Segundo o responsável, a análise da série ajustada sazonalmente mostra que, na passagem do quarto trimestre de 2025 para o primeiro trimestre de 2026, o PIB registou um crescimento de 1,37 por cento.
Apesar da continuidade da contracção do sector petrolífero, que recuou 0,21 por cento pelo quinto trimestre consecutivo, a economia nacional manteve uma trajectória positiva, sustentada pelo forte desempenho do sector não petrolífero, que cresceu 6,22 por cento em comparação com o mesmo período de 2025.
Informação e Comunicação lidera crescimento
Entre as actividades económicas que mais contribuíram para a expansão da economia, destacou-se o sector da Informação e Comunicação, que registou um crescimento de 27,63 por cento, seguido pelos Transportes e Armazenagem, com 16,12 por cento.
A lista das actividades com melhor desempenho inclui ainda a Pesca e Aquicultura, que cresceu 8,73 por cento, e a Produção e Distribuição de Electricidade, Água e Saneamento, com uma expansão de 8,15 por cento.
De acordo com Joel Futi, o sector dos Transportes e Armazenagem foi o que mais contribuiu para o crescimento global da economia, acrescentando 1,80 pontos percentuais ao PIB. Seguiram-se os sectores da Informação e Comunicação, com uma contribuição de 0,71 pontos percentuais, a Indústria Transformadora, com 0,48 pontos percentuais, e a Administração Pública, Defesa e Segurança Social, com 0,38 pontos percentuais.
Crescimento trimestral reforça sinais de recuperação
Na comparação com o trimestre anterior, os Transportes e Armazenagem voltaram a destacar-se, apresentando um crescimento de 5,91 por cento.
Também registaram desempenhos positivos os sectores da Produção de Electricidade, Água e Saneamento, com um crescimento de 5,34 por cento, e da Informação e Comunicação, que avançou 4,94 por cento.
No que diz respeito às contribuições para o crescimento trimestral do PIB, os Transportes e Armazenagem lideraram novamente, com um contributo de 1,41 pontos percentuais.
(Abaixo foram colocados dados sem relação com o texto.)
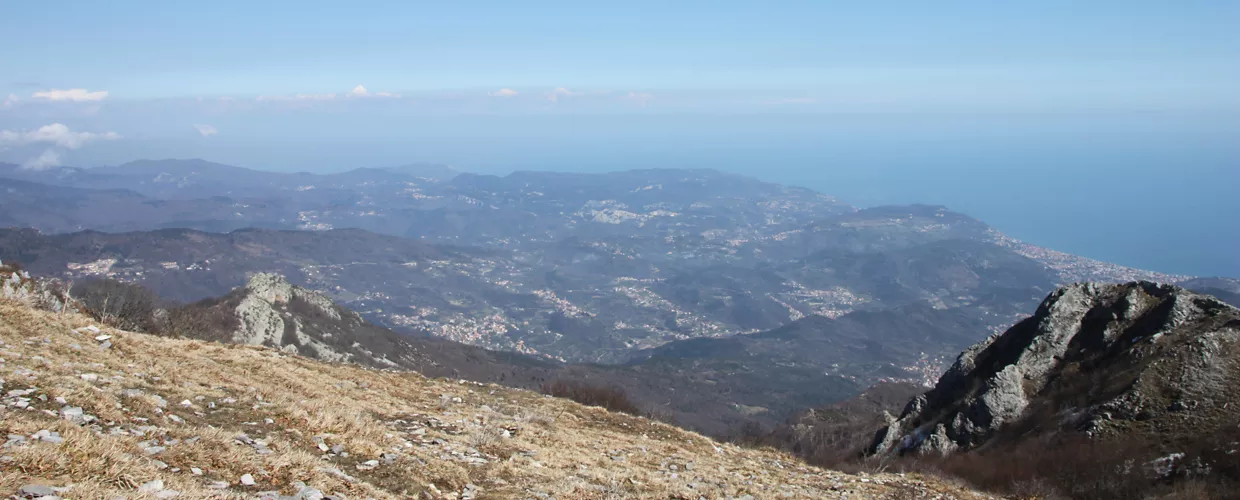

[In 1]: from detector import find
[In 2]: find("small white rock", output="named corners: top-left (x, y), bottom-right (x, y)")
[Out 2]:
top-left (138, 479), bottom-right (164, 493)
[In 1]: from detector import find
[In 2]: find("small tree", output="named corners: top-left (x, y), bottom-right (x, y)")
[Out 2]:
top-left (72, 279), bottom-right (160, 333)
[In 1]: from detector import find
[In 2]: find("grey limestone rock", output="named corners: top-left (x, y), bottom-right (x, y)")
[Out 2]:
top-left (870, 282), bottom-right (1240, 454)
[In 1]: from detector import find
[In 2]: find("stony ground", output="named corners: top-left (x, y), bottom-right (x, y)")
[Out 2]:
top-left (0, 299), bottom-right (985, 499)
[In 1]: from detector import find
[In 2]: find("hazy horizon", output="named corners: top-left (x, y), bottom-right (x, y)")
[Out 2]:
top-left (0, 0), bottom-right (1240, 277)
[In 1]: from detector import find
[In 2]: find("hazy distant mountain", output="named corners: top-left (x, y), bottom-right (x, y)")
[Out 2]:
top-left (0, 160), bottom-right (1200, 361)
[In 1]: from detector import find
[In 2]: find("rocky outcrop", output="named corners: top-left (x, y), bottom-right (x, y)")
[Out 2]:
top-left (233, 273), bottom-right (396, 366)
top-left (870, 282), bottom-right (1240, 454)
top-left (0, 262), bottom-right (82, 313)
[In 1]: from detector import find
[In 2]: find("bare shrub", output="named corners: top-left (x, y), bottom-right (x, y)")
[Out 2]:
top-left (72, 279), bottom-right (160, 333)
top-left (542, 380), bottom-right (644, 416)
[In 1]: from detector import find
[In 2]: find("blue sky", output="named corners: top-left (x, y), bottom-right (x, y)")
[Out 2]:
top-left (0, 0), bottom-right (1240, 275)
top-left (0, 0), bottom-right (1240, 101)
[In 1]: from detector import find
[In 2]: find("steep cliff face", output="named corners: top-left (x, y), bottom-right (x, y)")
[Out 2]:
top-left (233, 273), bottom-right (403, 367)
top-left (870, 282), bottom-right (1240, 454)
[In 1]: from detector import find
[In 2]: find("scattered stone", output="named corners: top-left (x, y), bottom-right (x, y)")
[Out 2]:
top-left (138, 479), bottom-right (164, 493)
top-left (17, 484), bottom-right (56, 499)
top-left (31, 429), bottom-right (64, 444)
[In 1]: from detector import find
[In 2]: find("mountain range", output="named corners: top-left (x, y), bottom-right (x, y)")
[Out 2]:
top-left (0, 160), bottom-right (1234, 433)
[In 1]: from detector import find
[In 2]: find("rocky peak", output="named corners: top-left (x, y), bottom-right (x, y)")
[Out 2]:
top-left (872, 282), bottom-right (1240, 453)
top-left (0, 262), bottom-right (82, 313)
top-left (246, 273), bottom-right (340, 319)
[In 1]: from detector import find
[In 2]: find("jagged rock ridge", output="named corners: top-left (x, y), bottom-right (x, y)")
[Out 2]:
top-left (870, 282), bottom-right (1240, 453)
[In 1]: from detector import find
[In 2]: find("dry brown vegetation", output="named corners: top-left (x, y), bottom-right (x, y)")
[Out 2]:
top-left (0, 300), bottom-right (983, 499)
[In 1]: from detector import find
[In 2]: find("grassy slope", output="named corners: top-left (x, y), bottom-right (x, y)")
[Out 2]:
top-left (0, 300), bottom-right (980, 499)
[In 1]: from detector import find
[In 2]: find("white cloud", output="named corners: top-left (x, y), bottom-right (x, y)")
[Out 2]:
top-left (21, 149), bottom-right (61, 170)
top-left (624, 92), bottom-right (655, 108)
top-left (31, 88), bottom-right (108, 102)
top-left (257, 94), bottom-right (336, 100)
top-left (547, 87), bottom-right (582, 103)
top-left (0, 123), bottom-right (120, 149)
top-left (255, 86), bottom-right (401, 100)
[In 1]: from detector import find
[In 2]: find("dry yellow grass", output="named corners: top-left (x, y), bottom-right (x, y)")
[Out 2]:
top-left (0, 300), bottom-right (983, 499)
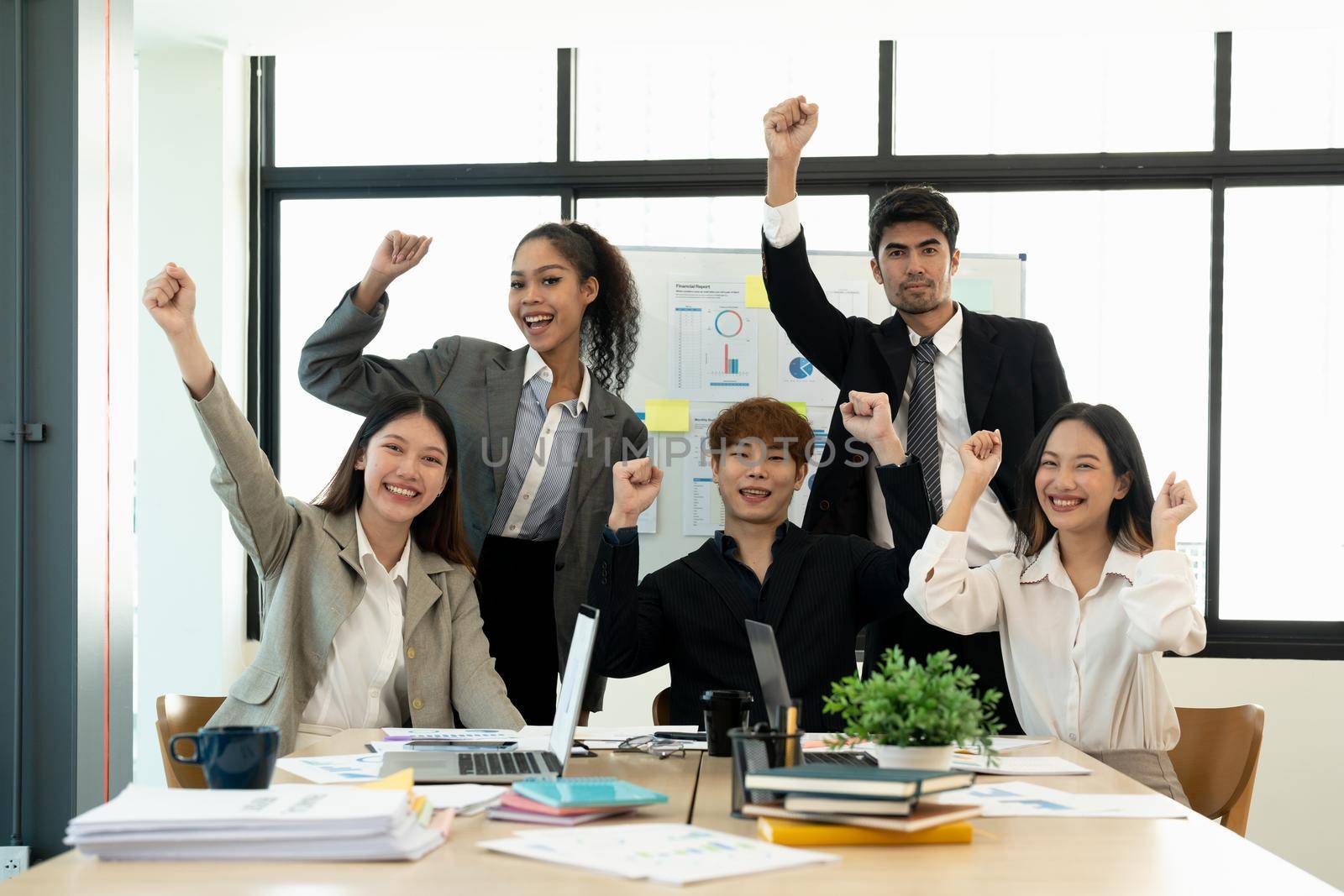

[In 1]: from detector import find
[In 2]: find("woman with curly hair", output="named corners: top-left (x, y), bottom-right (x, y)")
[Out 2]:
top-left (298, 222), bottom-right (648, 726)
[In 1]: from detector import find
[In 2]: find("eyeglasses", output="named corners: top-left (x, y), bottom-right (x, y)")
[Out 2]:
top-left (616, 735), bottom-right (685, 759)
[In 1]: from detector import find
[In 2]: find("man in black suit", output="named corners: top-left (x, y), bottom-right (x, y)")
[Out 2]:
top-left (589, 394), bottom-right (923, 731)
top-left (762, 97), bottom-right (1070, 733)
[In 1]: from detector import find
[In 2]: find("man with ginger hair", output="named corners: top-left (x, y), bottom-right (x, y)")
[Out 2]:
top-left (589, 394), bottom-right (923, 731)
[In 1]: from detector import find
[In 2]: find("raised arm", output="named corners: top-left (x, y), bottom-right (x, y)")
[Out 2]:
top-left (298, 230), bottom-right (459, 415)
top-left (762, 97), bottom-right (853, 383)
top-left (141, 262), bottom-right (297, 579)
top-left (589, 458), bottom-right (670, 679)
top-left (906, 432), bottom-right (1003, 634)
top-left (1120, 473), bottom-right (1208, 657)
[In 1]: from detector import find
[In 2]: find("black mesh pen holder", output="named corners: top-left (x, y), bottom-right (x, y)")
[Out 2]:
top-left (728, 728), bottom-right (802, 818)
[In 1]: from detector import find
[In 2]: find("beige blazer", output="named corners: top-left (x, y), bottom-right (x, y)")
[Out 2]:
top-left (193, 374), bottom-right (522, 753)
Seguiram-se a Administração Pública, Defesa e Segurança Social, com 0,24 pontos percentuais, a Construção, com 0,22 pontos percentuais, e a Agropecuária e Silvicultura, com 0,17 pontos percentuais.
INE esclarece possibilidade de revisão dos dados
Durante a apresentação do relatório, Joel Futi esclareceu ainda que os dados das Contas Nacionais podem ser sujeitos a revisões e actualizações, à medida que novas informações estatísticas se tornam disponíveis.
O responsável explicou que, ao contrário do que acontece com a taxa de inflação, cujos valores divulgados não são posteriormente alterados, indicadores como as Finanças Públicas, a Balança de Pagamentos e as Contas Nacionais podem ser revistos de acordo com as metodologias e políticas estatísticas em vigor.
Segundo o presidente do INE, este procedimento segue as práticas internacionais adoptadas pelos organismos estatísticos, permitindo uma maior precisão e fiabilidade dos dados económicos divulgados ao público.
Os resultados do primeiro trimestre reforçam os sinais de recuperação da economia angolana, cada vez mais sustentada por sectores não ligados à indústria petrolífera, num contexto em que o país continua a procurar diversificar a sua base produtiva e reduzir a dependência das receitas do petróleo.